Sie berührte mit ihrer Bemerkung ein Thema, für das sich Bruder Eolann sofort erwärmte. »Wir haben eine der größten Sammlungen in der gesamten Christenheit von Abhandlungen zum Glauben. Schon bald nach meiner Ankunft habe ich eine Gruppe von Kopisten an die Arbeit gesetzt, damit sie über die Jahre hinweg Abschriften anfertigen, mit denen wir auch andere Bibliotheken versorgen können.«

Bruder Eolann führte Fidelma durch die Haupttore, vorbei am refectorium, nach links durch einen kurzen dunklen Gang und weiter über einen kleinen Hof mit einem Brunnen in der Mitte, in dem zwei steinerne Putten Wasser spien. Am anderen Ende des Hofes führte eine Tür in das Innere eines Turms mit einer Wendeltreppe. Auf deren mittlerer Höhe ging eine schwere Eichentür in einen großen viereckigen Raum ab, dessen Wände mit Büchern und Manuskripten bestückt waren. Die eine Wand war von mehreren hohen, schmalen Fenstern unterbrochen, während sich am hinteren Ende des Raums eine weitere große Eichentür befand.

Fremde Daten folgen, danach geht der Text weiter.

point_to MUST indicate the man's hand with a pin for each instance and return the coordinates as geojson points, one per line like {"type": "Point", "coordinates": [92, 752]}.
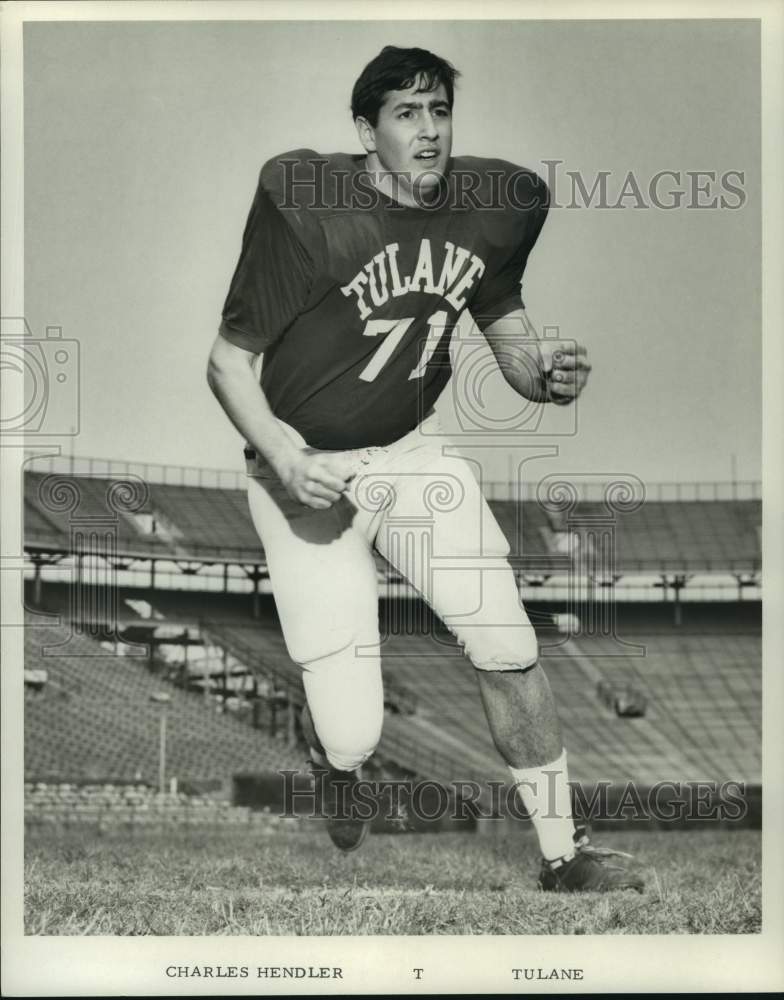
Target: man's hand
{"type": "Point", "coordinates": [316, 479]}
{"type": "Point", "coordinates": [566, 371]}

Trotz der Fenster war es dunkel; soweit Fidelma etwas erkennen konnte, war der Raum menschenleer. Bruder Eolann murmelte eine Entschuldigung, denn es gelang ihm nicht gleich, eine Öllampe anzuzünden, mit der er dann zu einem Pult ging. Fidelma ließ derweil ihren Blick über die Bücherreihen gleiten und versuchte zu überschlagen, wie viele es waren. Es war durchaus eine beeindruckende Sammlung, wiederum nicht so beeindruckend, wie sie es erwartet hatte.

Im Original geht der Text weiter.